Al supermercato Famila servirebbe una chiacchiera con loro

Qualche settimana fa ho adocchiato il progetto di Comunicattive. Da 20 anni lavorano proprio su questa tematica: comunicazione orientata all’ottica di genere. Oltre al classico studio di marketing, forniscono lezioni di formazione sul linguaggio. “Quello in cui siamo brave è la visione d’insieme strategica per comunicare a più persone possibili nel rispetto delle loro specificità”, così parlano del loro lavoro. Mi sa che il supermercato Famila doveva chiamare loro per una consulenza.

Non sottovalutiamo il potere della comunicazione!

Credo che in questo momento sia importantissimo parlare di comunicazione. Moltissime aziende fanno testo a realtà di marketing, ma fino a che punto?
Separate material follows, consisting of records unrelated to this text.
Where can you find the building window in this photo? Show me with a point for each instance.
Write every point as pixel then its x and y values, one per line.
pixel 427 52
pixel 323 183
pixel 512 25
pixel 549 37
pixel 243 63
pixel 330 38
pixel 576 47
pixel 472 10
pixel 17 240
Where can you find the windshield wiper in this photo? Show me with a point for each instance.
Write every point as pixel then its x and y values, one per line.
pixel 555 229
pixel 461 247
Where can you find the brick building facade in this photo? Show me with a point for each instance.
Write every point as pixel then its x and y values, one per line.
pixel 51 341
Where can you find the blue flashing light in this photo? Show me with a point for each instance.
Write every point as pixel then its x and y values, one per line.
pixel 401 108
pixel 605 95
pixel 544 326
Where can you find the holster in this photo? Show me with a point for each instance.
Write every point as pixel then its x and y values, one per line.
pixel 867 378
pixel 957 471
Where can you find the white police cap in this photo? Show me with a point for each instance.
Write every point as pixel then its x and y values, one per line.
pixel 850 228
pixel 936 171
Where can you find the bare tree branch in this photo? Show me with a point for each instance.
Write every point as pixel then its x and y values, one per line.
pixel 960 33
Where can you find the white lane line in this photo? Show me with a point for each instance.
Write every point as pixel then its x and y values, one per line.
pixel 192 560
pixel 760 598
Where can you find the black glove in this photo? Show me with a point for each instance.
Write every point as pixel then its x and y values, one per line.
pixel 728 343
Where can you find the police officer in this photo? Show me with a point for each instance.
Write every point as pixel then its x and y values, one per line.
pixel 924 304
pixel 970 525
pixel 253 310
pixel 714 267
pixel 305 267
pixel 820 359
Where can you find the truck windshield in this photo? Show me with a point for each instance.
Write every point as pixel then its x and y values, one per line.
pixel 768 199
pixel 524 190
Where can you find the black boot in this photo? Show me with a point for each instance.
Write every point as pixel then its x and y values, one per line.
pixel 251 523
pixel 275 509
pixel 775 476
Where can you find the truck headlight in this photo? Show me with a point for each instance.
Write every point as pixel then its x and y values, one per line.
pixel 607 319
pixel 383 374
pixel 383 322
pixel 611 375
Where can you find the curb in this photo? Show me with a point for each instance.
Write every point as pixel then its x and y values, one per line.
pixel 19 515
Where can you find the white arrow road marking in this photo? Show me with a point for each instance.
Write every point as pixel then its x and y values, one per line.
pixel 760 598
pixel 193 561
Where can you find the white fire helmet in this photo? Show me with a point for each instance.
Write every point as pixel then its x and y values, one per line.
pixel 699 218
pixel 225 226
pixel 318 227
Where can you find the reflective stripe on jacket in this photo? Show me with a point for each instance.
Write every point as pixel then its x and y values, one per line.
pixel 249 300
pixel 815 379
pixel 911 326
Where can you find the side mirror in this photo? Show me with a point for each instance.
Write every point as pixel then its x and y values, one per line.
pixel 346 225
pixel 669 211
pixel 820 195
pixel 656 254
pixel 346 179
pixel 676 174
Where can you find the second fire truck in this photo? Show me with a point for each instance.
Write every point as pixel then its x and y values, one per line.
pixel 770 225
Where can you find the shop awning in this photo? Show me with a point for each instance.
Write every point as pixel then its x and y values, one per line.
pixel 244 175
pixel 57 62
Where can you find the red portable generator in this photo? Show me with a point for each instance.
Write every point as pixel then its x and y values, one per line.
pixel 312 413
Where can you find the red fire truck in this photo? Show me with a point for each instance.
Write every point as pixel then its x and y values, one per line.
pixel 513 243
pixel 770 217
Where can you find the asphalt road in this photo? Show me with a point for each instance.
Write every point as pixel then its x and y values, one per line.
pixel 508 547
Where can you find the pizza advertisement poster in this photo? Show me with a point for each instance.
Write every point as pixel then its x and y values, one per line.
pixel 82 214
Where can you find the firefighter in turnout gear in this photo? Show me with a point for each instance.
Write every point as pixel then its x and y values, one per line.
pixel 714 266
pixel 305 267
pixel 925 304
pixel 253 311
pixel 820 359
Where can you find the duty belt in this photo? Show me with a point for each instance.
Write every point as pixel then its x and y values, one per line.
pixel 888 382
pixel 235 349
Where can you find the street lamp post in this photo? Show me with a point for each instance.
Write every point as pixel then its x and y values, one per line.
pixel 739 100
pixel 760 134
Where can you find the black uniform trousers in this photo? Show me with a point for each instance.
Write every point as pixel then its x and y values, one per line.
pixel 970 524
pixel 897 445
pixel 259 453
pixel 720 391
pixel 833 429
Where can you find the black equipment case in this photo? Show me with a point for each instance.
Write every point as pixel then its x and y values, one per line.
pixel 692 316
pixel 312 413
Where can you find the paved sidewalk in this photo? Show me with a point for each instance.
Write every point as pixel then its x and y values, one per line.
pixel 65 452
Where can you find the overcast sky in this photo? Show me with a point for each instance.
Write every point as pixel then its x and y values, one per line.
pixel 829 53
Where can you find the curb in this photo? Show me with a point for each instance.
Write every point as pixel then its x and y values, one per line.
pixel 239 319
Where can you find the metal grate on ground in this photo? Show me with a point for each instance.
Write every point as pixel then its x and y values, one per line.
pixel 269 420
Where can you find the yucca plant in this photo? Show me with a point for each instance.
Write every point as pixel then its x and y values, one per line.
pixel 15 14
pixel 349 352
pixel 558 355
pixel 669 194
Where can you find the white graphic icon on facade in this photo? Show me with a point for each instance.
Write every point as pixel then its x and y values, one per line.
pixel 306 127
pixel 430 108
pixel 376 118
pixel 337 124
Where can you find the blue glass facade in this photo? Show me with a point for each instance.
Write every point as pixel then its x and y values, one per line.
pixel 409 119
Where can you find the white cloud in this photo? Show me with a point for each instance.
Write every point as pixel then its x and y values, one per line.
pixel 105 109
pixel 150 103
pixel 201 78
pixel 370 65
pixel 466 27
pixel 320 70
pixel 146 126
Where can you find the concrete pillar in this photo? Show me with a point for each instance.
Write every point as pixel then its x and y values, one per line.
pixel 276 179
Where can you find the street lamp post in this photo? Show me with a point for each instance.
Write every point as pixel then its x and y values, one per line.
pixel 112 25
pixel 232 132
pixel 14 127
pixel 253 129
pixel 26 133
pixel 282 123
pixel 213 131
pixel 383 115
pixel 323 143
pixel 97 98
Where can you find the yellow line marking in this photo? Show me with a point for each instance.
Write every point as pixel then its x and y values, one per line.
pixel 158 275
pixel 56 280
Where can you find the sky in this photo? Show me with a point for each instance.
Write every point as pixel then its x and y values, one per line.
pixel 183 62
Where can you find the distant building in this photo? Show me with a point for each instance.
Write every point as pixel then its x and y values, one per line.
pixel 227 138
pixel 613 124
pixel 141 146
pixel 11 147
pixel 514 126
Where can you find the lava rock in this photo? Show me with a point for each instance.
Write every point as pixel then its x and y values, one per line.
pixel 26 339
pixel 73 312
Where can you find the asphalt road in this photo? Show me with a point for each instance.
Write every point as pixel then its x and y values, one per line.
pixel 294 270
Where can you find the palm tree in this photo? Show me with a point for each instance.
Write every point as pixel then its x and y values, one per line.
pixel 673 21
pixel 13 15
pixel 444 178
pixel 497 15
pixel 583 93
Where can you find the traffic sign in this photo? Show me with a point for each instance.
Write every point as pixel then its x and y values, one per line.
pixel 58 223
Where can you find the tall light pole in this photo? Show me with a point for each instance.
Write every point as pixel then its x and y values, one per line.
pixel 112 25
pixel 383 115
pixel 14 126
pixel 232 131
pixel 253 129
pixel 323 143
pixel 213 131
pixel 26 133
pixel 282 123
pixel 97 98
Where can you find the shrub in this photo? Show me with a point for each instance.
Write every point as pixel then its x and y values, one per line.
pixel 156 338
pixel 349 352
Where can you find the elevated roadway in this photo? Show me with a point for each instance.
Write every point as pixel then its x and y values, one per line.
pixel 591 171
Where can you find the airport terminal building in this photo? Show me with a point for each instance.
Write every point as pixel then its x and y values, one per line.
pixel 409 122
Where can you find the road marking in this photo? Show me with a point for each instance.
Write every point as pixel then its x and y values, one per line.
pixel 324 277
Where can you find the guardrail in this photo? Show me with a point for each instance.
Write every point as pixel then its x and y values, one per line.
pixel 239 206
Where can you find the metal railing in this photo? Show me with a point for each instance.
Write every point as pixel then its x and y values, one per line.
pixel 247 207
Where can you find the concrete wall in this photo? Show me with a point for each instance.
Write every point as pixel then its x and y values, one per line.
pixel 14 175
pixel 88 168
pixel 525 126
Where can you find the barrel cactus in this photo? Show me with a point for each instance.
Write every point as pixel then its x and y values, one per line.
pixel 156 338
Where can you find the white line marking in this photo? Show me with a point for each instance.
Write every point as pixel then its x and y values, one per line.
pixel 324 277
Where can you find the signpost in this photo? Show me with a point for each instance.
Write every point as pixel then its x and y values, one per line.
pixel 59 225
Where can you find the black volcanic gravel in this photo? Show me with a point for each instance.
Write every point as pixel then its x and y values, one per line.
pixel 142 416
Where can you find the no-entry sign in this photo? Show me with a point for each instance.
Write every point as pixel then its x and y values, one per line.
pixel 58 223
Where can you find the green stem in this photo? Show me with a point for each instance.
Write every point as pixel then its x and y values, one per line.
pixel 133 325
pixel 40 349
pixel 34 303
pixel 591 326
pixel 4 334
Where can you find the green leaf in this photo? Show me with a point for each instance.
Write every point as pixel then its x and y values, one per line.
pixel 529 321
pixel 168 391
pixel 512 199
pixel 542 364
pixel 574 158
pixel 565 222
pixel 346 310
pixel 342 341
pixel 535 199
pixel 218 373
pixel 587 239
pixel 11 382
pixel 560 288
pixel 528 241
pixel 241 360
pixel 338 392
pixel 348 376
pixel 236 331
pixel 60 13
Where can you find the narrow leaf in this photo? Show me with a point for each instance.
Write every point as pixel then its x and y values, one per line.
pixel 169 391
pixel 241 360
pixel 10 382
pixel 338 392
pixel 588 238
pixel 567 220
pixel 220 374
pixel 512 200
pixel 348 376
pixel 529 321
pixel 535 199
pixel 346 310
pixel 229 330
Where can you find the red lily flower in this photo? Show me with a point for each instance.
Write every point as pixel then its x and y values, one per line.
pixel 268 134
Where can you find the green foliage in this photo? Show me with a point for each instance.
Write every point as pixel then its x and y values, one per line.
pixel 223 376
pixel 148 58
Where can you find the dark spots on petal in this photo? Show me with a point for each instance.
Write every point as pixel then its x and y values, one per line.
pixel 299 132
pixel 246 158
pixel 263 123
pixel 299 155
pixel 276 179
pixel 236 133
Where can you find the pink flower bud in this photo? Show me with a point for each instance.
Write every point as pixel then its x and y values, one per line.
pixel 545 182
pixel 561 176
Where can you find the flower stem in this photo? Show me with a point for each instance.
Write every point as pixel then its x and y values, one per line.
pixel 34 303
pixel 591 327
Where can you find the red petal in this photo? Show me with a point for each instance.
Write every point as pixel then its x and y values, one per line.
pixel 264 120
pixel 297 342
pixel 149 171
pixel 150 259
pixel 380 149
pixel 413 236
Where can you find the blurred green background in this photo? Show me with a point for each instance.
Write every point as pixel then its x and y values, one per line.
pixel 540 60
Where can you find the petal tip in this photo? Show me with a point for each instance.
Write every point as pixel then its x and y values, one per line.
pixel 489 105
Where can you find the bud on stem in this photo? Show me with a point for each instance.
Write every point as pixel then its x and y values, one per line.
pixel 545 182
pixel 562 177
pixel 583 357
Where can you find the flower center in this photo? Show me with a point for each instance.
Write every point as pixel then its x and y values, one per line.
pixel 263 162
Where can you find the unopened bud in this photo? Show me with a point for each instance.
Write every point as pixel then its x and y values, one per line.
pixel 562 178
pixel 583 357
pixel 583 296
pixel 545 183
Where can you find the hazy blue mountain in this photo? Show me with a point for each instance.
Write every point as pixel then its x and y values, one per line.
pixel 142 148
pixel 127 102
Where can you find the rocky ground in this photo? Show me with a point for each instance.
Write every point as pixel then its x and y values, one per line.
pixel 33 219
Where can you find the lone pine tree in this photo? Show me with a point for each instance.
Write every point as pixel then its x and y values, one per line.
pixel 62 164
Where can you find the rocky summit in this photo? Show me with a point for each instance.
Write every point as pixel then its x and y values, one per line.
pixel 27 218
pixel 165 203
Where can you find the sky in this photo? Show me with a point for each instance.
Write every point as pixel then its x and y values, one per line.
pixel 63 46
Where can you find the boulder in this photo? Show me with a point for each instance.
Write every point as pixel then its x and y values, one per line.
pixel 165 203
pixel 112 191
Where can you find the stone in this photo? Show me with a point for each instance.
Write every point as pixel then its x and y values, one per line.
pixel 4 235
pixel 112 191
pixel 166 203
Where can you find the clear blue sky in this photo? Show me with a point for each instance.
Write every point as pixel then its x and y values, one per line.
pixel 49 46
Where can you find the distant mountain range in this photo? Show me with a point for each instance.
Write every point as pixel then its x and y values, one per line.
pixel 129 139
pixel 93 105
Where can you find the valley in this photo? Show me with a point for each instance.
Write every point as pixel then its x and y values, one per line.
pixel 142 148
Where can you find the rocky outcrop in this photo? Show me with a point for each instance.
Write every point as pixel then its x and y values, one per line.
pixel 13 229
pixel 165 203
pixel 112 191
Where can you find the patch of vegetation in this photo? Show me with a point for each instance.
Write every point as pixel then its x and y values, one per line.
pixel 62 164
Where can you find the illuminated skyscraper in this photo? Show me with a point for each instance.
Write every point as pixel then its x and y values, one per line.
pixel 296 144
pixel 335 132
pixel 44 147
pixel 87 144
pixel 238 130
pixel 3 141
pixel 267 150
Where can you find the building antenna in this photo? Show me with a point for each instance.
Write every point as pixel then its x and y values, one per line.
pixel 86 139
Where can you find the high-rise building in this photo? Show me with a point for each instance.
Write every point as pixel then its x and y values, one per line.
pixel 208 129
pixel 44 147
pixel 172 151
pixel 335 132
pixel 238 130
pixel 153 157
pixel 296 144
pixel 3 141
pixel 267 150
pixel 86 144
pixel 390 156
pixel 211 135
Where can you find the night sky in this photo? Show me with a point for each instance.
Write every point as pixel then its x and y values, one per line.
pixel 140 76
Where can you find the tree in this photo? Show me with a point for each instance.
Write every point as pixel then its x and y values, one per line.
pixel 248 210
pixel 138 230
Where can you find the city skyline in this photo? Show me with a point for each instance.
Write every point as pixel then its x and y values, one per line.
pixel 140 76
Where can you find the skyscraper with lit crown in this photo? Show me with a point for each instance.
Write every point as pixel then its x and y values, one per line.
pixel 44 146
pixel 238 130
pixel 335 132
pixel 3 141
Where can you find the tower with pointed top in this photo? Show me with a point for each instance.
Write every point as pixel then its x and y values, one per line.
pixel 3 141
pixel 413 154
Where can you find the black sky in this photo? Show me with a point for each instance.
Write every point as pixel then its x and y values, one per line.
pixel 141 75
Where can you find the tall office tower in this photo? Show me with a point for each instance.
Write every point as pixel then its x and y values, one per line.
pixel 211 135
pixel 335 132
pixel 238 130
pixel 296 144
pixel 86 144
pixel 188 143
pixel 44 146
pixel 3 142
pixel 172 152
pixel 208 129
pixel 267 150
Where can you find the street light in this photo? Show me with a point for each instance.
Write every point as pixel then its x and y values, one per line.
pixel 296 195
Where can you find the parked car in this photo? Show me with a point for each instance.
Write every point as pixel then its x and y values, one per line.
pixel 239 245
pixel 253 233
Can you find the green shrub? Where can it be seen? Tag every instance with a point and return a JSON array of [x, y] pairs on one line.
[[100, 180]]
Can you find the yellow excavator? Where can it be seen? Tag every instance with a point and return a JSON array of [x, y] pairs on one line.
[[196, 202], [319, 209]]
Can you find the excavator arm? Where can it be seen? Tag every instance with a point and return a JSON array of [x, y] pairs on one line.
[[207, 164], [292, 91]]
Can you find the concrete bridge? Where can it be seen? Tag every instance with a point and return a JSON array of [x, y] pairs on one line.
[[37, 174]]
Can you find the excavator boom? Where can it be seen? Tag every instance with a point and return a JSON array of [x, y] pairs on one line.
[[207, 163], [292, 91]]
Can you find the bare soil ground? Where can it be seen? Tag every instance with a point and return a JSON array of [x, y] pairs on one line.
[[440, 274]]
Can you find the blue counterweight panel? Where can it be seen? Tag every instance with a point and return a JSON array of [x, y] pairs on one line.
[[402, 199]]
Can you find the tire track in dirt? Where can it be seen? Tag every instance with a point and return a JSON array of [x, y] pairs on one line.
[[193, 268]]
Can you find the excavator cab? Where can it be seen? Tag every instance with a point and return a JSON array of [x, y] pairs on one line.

Quanto stanno seguendo la massa, e quanto invece puntano al progresso? Perché saper comunicare con tutti, comunità inclusa, è il primo passo. Il dialogo, e quello corretto, ci salverà dal pregiudizio, dalla disinformazione e dalla chiusuza mentale.

Una sufficienza per Famila, ma la prossima volta è meglio che prendano più appunti a lezione. Meglio mettere la giusta inclusione sugli scaffali del proprio supermercato.